Overcoming Goodhart's Law
Imagine this scenario: you’ve recently been getting a high number of complaints about defects in your application. Customer satisfaction scores are tanking. Someone notices that test code coverage is around 40%. A mandate is put in place to raise code coverage to over 80%. Surely that must fix the problem!
A month of hard work later, and your code coverage is up. But the defects? Still there. Customer satisfaction? In a death spiral. What gives?!?
Congratulations, you’ve just discovered Goodhart’s Law. Luckily, there’s still hope for you, but let’s take a look at what just happened first.
Goodhart’s Law states, “When a measure becomes a target, it ceases to be a good measure”. As soon as we turned the code coverage percentage into the target, we lost sight of the real goal: reducing defects and improving customer satisfaction. Instead, we incentivized developers to maximize coverage (perhaps at all costs).

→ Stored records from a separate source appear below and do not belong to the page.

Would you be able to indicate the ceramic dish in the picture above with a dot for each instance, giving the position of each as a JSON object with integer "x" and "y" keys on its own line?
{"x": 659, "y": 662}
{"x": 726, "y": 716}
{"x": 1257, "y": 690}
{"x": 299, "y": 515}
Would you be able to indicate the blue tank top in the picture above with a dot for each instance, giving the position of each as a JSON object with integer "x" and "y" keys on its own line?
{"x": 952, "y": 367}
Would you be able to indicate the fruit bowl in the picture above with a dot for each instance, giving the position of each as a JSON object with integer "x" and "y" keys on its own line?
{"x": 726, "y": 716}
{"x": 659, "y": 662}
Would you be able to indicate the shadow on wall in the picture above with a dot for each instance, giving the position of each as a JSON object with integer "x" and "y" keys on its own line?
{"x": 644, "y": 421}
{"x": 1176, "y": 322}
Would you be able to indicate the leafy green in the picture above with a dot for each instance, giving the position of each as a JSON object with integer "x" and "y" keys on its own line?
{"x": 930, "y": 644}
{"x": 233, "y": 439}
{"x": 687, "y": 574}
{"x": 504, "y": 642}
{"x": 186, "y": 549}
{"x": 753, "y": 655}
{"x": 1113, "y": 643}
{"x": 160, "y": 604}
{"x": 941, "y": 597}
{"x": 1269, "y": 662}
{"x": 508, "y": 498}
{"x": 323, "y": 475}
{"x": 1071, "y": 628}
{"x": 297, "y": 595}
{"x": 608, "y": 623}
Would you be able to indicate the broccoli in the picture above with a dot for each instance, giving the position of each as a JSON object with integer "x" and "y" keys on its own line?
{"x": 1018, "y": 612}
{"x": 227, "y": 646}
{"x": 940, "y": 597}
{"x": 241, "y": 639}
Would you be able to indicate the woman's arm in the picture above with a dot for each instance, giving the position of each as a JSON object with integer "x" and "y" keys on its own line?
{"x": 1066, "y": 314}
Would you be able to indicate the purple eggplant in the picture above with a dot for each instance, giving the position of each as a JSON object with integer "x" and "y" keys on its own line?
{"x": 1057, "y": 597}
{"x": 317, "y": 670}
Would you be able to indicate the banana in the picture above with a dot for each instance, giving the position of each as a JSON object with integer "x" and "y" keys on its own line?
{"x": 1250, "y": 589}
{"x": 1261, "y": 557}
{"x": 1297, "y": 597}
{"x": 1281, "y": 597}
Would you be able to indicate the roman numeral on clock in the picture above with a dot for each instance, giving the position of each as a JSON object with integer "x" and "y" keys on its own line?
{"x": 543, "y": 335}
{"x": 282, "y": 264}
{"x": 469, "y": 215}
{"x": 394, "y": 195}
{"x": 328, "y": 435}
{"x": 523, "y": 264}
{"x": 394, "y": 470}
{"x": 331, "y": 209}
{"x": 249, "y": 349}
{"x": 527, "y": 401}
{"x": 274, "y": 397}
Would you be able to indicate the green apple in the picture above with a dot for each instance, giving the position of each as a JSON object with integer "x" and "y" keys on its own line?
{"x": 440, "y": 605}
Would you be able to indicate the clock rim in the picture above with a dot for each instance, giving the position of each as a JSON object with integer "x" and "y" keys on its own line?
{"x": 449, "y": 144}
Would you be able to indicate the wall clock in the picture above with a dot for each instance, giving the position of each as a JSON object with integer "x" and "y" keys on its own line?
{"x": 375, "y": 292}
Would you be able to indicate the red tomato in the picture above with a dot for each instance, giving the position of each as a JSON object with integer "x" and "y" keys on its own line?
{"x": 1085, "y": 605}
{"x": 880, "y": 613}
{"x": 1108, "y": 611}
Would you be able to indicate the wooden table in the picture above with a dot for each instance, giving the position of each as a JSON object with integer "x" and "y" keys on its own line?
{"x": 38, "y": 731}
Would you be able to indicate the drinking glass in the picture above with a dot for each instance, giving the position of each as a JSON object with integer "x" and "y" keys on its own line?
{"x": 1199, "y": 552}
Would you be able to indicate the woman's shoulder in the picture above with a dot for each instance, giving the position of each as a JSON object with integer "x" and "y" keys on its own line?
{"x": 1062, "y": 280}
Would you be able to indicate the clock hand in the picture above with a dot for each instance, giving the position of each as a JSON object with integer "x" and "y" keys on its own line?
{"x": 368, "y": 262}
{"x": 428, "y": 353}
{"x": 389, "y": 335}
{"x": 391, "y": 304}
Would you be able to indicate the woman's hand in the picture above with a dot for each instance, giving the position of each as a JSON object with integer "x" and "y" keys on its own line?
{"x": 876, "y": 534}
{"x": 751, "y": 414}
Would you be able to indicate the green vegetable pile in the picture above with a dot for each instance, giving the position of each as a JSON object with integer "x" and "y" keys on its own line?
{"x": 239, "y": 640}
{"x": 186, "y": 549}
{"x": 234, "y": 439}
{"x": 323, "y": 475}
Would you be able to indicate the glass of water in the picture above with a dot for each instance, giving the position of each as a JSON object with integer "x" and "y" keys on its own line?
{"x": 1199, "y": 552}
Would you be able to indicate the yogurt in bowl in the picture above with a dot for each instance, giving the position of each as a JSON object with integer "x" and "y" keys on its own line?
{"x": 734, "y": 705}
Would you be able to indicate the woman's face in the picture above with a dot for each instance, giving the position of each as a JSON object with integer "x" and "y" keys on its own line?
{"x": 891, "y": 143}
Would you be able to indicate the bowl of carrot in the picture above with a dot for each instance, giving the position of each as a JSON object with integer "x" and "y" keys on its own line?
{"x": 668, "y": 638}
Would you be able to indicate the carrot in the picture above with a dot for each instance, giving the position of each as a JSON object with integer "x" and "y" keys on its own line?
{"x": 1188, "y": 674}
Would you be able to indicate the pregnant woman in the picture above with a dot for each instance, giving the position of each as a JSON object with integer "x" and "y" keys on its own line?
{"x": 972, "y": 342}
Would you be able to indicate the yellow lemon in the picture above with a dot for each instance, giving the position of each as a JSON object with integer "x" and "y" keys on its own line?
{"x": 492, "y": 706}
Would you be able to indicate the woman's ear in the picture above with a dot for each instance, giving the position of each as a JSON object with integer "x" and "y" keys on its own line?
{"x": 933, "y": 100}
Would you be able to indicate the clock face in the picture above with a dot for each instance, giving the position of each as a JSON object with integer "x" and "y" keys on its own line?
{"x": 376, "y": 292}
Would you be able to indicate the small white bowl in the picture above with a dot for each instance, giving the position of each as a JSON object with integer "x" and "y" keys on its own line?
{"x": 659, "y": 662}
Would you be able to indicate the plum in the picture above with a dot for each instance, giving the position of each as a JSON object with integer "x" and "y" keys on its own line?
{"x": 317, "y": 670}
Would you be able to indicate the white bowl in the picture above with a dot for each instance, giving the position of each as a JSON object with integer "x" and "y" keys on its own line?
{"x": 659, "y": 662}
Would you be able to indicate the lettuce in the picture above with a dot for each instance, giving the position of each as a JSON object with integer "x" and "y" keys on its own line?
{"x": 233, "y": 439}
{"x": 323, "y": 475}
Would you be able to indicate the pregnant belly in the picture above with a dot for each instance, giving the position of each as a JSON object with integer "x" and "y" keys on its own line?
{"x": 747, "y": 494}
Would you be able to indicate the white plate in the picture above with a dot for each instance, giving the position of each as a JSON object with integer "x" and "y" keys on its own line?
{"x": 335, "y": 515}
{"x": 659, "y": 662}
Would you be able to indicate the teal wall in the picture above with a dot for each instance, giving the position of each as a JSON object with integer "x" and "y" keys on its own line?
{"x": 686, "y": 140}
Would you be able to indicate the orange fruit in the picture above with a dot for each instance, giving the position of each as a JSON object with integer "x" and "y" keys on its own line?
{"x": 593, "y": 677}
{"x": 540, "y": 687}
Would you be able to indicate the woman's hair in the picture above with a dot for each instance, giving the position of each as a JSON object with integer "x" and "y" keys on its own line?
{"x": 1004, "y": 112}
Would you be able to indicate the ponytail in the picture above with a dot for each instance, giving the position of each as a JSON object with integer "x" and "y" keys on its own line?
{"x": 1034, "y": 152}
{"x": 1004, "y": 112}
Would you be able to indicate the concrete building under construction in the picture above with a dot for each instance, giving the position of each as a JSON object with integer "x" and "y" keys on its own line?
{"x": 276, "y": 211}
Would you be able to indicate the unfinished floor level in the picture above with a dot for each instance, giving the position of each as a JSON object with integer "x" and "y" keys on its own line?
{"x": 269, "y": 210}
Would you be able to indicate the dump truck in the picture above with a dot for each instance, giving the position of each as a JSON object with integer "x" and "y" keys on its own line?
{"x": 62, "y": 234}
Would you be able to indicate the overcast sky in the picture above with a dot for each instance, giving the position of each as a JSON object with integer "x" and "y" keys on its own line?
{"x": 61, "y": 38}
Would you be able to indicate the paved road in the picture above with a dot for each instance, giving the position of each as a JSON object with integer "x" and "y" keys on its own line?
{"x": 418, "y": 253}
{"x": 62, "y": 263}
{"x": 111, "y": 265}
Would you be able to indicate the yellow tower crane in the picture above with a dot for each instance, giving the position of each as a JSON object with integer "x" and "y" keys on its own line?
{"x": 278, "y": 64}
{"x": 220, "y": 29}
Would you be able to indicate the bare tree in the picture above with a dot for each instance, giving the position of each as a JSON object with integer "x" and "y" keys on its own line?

Code coverage is a flawed metric. It tells us “what you definitely haven’t tested, not what you have”. There’s the potential for developers to write code that covers every line without covering every branch. Even more common, in my experience, is testing flawed, already written code without considering the actual test cases. The goal of tests is to give us confidence in the code we’re writing. This doesn’t mean code coverage is bad. Generally, better code coverage is a positive sign. But on its own, without additional context, it doesn’t definitively tell us anything about the quality of our code.
But this isn’t an article about code coverage. It’s about Goodhart’s Law. And Goodhart’s Law extends to any metric that could become a target. For example, it’s possible to create a web page that gets a 100 on a Lighthouse performance score without being performant. Likewise, you could create another page that gets a 100 accessibility score while being completely inaccessible. We can’t just set targets without having the conversation about the goals we’re trying to achieve.
Now, some of you might be thinking that maybe we just chose the wrong metric. Clearly a performant, accessible site with great code coverage is to help improve customer satisfaction. Right? Maybe…
You then spend months doing everything to improve customer satisfaction. And you succeed. In fact, you exceeded your target and are super excited to let your boss know! Except, instead of receiving the expected praise when you have the conversation, you’re given a pink slip. You gave away too much for free (much to the customer’s satisfaction), revenue plummeted, and the company is on the verge of going out of business. Oops!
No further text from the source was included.